Cluster-api: Easier, simplified UX for cluster and machine creation

Created on 5 Aug 2019 · 36Comments · Source: kubernetes-sigs/cluster-api

/kind feature

Describe the solution you'd like
In v1alpha1, you typically have to create two resources to have a minimally functional Kubernetes cluster: a Cluster and a Machine. Anything that is provider-specific, from kubeadm configuration to infrastructure details such as instance type are stored in providerSpec in each resource.

In v1alpha2, now that providerSpec has moved to a standalone CRD, you have to create the following to get a functional cluster (using CAPA and kubeadm as an example):

Cluster
AWSCluster
Machine
AWSMachine
KubeadmConfig

This is five resources now, instead of two.

I'm thinking we could simplify the UX by allowing, either via opt-in or opt-out, defaulting for both bootstrap and infrastructure resources. For example, with an opt-in flow, we could do something like this (annotation names TBD):

apiVersion: cluster.x-k8s.io
kind: Cluster
metadata:
  namespace: foo
  name: my-cluster
  annotations:
    boostrap.cluster.x-k8s.io/default: kubeadm
    infrastructure.cluster.x-k8s.io/default: aws
    aws.infrastructure.cluster.x-k8s.io/region: us-east-1
spec:
  # ...

apiVersion: cluster.x-k8s.io
kind: Machine
metadata:
  namespace: foo
  name: controlplane-0
  labels:
    cluster.x-k8s.io/cluster-name: my-cluster
spec:
  bootstrap:
    configRef: nil
    data: nil
  infrastructureRef: nil/empty

The presence of the annotations on the Cluster above tells the kubeadm bootstrap provider and the AWS infra provider that they should take action on the Cluster and any Machine that do not have infrastructureRef and/or bootstrap configRef filled in. The providers would generate new resources (AWSCluster, AWSMachine, KubeadmConfig) to fulfill the missing pieces, using a combination of sensible defaults along with values from the annotations. This way, the user probably could go back to only creating two resources -- Cluster and Machine -- and end up with a functional cluster.

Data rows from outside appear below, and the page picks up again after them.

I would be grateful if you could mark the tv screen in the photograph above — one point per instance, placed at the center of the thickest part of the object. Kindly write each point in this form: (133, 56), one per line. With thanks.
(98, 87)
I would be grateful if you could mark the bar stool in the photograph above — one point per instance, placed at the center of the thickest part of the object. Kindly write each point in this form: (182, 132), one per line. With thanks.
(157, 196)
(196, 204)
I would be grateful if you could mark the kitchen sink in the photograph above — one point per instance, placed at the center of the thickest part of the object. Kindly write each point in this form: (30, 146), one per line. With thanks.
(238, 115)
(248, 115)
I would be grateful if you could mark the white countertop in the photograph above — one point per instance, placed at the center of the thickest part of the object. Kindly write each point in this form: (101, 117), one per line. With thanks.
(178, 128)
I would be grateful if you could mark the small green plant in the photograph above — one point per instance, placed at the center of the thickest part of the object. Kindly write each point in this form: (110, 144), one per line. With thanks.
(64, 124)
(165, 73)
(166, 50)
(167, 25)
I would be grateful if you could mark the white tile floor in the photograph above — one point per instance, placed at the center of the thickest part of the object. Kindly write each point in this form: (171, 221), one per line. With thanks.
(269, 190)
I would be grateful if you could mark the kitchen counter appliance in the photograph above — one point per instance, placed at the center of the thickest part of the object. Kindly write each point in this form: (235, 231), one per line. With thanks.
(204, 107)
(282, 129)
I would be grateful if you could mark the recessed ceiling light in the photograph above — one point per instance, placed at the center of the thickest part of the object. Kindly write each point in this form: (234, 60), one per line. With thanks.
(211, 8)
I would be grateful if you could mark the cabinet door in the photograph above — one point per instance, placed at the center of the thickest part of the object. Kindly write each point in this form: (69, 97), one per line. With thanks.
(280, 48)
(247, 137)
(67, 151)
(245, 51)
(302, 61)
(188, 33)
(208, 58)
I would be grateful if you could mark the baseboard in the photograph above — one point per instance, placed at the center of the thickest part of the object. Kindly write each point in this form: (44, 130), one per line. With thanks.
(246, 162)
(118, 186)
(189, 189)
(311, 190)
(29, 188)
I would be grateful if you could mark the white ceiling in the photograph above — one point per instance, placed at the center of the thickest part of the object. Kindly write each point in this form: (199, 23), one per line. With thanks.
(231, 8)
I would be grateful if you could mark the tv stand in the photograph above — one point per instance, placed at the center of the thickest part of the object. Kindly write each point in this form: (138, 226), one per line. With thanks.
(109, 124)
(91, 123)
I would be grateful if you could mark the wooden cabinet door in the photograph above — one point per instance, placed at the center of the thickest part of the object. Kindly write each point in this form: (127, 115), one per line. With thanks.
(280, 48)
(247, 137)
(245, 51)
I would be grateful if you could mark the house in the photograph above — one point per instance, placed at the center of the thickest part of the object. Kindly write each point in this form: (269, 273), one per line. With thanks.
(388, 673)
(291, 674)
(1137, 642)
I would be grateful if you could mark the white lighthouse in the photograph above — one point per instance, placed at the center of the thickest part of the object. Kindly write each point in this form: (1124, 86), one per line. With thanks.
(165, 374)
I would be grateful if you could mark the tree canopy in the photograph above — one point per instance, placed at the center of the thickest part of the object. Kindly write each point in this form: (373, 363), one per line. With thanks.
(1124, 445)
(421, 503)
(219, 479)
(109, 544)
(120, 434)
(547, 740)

The alternative to opt-in would be opt-out, which essentially means that a bootstrap and infra provider could do the logic mentioned in the previous paragraph, except the annotations wouldn't be required. That might end up being problematic (what happens if two infra providers both try to be the default?), but I figure it's worth mentioning as an alternative.

WDYT?

areux help wanted kindesign kinfeature lifecyclfrozen prioritbacklog

Source

ncdc

❤1 👍1

All 36 comments

This is really interesting! I really like where you're going with this as a concept. Beyond what seems to me as providing a good experience, it would make (more) possible an idea that I've been not-so-seriously kicking around: having a control plane from one provider (say, a dynamically size-able cloud) manage nodes from a different one (say, expensive bare metal).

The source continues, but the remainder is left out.